もう一つの可能​​性は、「ストレンジャー・シングス」の脚本家がスコットに本格的な科学的な解釈をさせたかったというものです。もしそうだとしたら、彼らは失敗したと言えるでしょう。まあ、ご心配なく。それでも素晴らしい番組です。実際、多少の科学的な誤りがあっても私は気にしません。これはSF番組であり、電磁場に関するドキュメンタリーではありません。

でも、一つ気になることがあります。『ストレンジャー・シングス』シーズン1で、子供たちが水に塩を加えて感覚遮断タンクを作り、誰かが浮くようにするシーンがあります。
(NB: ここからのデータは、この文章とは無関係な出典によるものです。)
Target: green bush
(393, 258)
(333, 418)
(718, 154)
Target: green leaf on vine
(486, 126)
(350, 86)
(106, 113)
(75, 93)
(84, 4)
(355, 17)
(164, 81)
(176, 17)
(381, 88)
計算は驚くほど正確でした(詳細は以前の記事で詳しく解説しています)。明らかに、そこに科学の知識を持つ人がいたようです。もしかしたら、科学アドバイザーか、あるいは単に知識豊富な脚本家だったのかもしれません。では、なぜ今シーズンに大きな間違いがあったのでしょうか?きっとストーリーの一部なのでしょう。

ああ、もし意図的なミスでなければ、助けが必要ならいつでもここにいます。電話してください。